Personally identifiable information (PII) is any information connected to a specific individual that can be used to uncover that individual's identity, such as their social security number, full name, or email address.
As people have come to increasingly rely on information technology in their work and personal lives, the amount of PII shared with organizations has grown. For example, companies collect customers' personal data to understand their markets, and consumers readily give out their telephone numbers and home addresses to sign up for services and shop online.
Sharing PII can have its benefits, as it allows businesses to tailor products and services to the wants and needs of their customers—like serving up more relevant search results in navigation apps. However, the growing storehouses of PII accumulated by organizations attract the attention of cybercriminals. Hackers steal PII to commit identity theft, sell it on the black market, or hold it captive via ransomware. According to IBM’s Cost of a Data Breach 2022 report, 83 percent of companies have suffered more than one data breach, with the average breach costing USD 4.35 million. Individuals and information security professionals must navigate a complex IT and legal landscape to maintain data privacy in the face of these attacks.

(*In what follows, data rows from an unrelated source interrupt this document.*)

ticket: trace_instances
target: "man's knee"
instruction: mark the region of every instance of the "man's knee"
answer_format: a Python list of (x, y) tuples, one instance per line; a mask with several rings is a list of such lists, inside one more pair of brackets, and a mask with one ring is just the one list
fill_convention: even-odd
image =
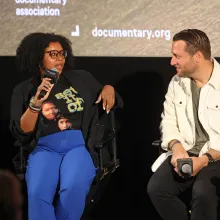
[(158, 181), (154, 181), (154, 178), (151, 177), (147, 185), (148, 195), (151, 198), (154, 197), (156, 193), (159, 191), (159, 189), (160, 189), (160, 184), (158, 183)]
[(212, 185), (207, 185), (203, 181), (197, 181), (192, 189), (193, 199), (201, 202), (217, 202), (216, 189)]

PII comes in two types: direct identifiers and indirect identifiers. Direct identifiers are unique to a person and include things like a passport number or driver's license number. A single direct identifier is typically enough to determine someone's identity.
Indirect identifiers are not unique. They include more general personal details like race and place of birth. While a single indirect identifier can't identify a person, a combination can. For example, 87 percent of U.S. citizens (PDF, 303 KB) (link resides outside ibm.com) could be identified based on nothing more than their gender, ZIP code, and date of birth.
Not all personal data is considered PII. For example, data about a person's streaming habits isn't PII because it would be hard, if not impossible, to tell who someone is based solely on what they've watched on Netflix. PII only refers to information that points to a particular person — like the kind of information you might supply to verify your identity when contacting your bank.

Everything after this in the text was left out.